Jak informuje RÚV, pierwszy transport szczepionek na Covid-19 ma dotrzeć do kraju 28 grudnia. Ásta Valdimarsdóttir, kierownik ministerialny ministerstwa zdrowia, mówiła o tym podczas wczorajszego spotkania informacyjnego.
Ásta oświadczyła, że 28 grudnia Islandia otrzyma od firmy Pfizer 10 000 dawek szczepionki. Oznacza to, że szczepienia będą mogły rozpocząć się przed końcem roku, pod warunkiem, że w Europie zostanie wydane pozwolenie na dopuszczenie tej szczepionki do obrotu. W zeszłym tygodniu rząd poinformował, że pracownicy pierwszej linii opieki zdrowotnej, osoby przebywające w domach opieki i domach spokojnej starości oraz osoby starsze będą traktowane priorytetowo pod względem kolejności szczepień.
Ásta stwierdziła, że dzięki umowie z firmą Pfizer zabezpieczono 50 tysięcy dawek na ten sezon.
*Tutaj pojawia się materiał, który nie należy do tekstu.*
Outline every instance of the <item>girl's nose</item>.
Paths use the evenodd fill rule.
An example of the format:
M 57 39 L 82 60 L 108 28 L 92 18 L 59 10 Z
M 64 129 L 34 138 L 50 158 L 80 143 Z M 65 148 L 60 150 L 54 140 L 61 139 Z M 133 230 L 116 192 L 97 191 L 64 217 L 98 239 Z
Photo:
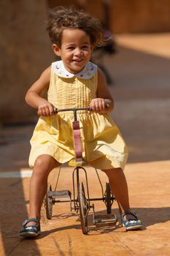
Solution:
M 80 56 L 82 54 L 82 50 L 80 48 L 76 48 L 75 50 L 75 55 L 76 56 Z

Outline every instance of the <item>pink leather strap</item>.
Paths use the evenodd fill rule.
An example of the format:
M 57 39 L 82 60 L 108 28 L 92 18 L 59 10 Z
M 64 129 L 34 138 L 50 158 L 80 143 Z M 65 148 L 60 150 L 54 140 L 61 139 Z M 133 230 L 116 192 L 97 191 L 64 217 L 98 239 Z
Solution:
M 73 139 L 74 139 L 74 147 L 75 154 L 75 160 L 77 159 L 82 159 L 82 141 L 80 129 L 79 121 L 74 121 L 72 123 L 73 127 Z

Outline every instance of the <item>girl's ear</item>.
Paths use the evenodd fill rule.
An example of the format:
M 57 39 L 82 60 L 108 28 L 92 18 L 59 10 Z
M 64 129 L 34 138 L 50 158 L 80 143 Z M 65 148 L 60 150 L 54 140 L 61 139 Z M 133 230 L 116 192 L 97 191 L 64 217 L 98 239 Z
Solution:
M 61 56 L 61 49 L 56 44 L 53 44 L 52 45 L 53 50 L 58 56 Z

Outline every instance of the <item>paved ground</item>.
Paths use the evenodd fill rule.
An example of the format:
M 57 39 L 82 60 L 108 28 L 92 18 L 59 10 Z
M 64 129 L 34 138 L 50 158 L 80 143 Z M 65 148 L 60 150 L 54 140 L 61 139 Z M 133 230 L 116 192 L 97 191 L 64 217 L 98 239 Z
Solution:
M 0 255 L 170 255 L 170 34 L 124 35 L 117 37 L 117 54 L 106 58 L 114 79 L 110 89 L 115 110 L 112 116 L 129 147 L 125 173 L 131 205 L 142 219 L 143 230 L 125 232 L 118 223 L 96 228 L 90 214 L 90 231 L 84 236 L 69 204 L 57 204 L 52 220 L 47 220 L 42 208 L 39 238 L 20 238 L 18 230 L 28 206 L 27 157 L 34 125 L 1 127 Z M 87 169 L 90 195 L 98 196 L 93 170 Z M 54 170 L 49 177 L 53 187 L 58 171 Z M 71 176 L 72 170 L 63 167 L 58 189 L 72 189 Z M 101 177 L 104 184 L 104 174 Z M 105 207 L 95 203 L 95 209 L 104 213 Z M 116 202 L 113 209 L 118 216 Z

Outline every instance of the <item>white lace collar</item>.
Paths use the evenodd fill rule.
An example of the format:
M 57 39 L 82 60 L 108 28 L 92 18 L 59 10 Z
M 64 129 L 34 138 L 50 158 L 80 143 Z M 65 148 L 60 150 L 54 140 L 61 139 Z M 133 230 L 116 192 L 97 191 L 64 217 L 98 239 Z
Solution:
M 90 79 L 94 75 L 97 70 L 97 66 L 90 61 L 85 65 L 82 71 L 77 74 L 72 74 L 67 71 L 62 61 L 53 62 L 51 67 L 53 71 L 57 75 L 65 78 L 70 78 L 75 76 L 82 79 Z

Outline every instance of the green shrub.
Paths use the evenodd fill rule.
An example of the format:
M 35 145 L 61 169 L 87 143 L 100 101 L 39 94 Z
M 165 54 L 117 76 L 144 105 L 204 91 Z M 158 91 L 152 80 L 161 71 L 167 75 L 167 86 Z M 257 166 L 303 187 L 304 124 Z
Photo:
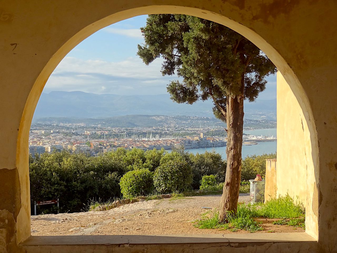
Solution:
M 205 175 L 203 176 L 200 183 L 200 190 L 206 191 L 210 187 L 214 187 L 216 185 L 216 178 L 214 175 Z
M 224 181 L 227 164 L 221 154 L 213 150 L 202 154 L 191 153 L 189 156 L 193 172 L 193 189 L 199 189 L 202 177 L 205 175 L 215 175 L 218 182 Z
M 146 195 L 153 190 L 153 173 L 147 169 L 131 170 L 121 178 L 119 185 L 125 198 Z
M 161 164 L 155 171 L 153 182 L 156 190 L 162 193 L 179 192 L 191 187 L 192 168 L 185 161 L 176 159 Z
M 276 153 L 247 156 L 242 160 L 241 180 L 254 179 L 257 174 L 266 176 L 266 160 L 276 158 Z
Wyjaśniła jednak, że w najbliższych miesiącach powinna istnieć możliwość zagwarantowania szczepień dla całego kraju, dzięki umowom z firmami Astra, Pfizer i Jansen. Dawki zabezpieczone na podstawie umów ze wszystkimi trzema z tych firm będą wystarczające do zaszczepienia ponad 350 tysięcy mieszkańców Islandii.
Chociaż jest to bardzo obiecujące, Ásta ostrzega, że trzeba będzie zachować cierpliwość. Otrzymanie, rozprowadzenie i podanie szczepionek w całym kraju może trwać od 3 do 5 miesięcy.
Wczoraj zdiagnozowano w kraju 6 nowych przypadków koronawirusa, czyli o wiele mniej niż w ciągu ostatnich kilku dni. Liczba zachorowań powinna nadal spadać.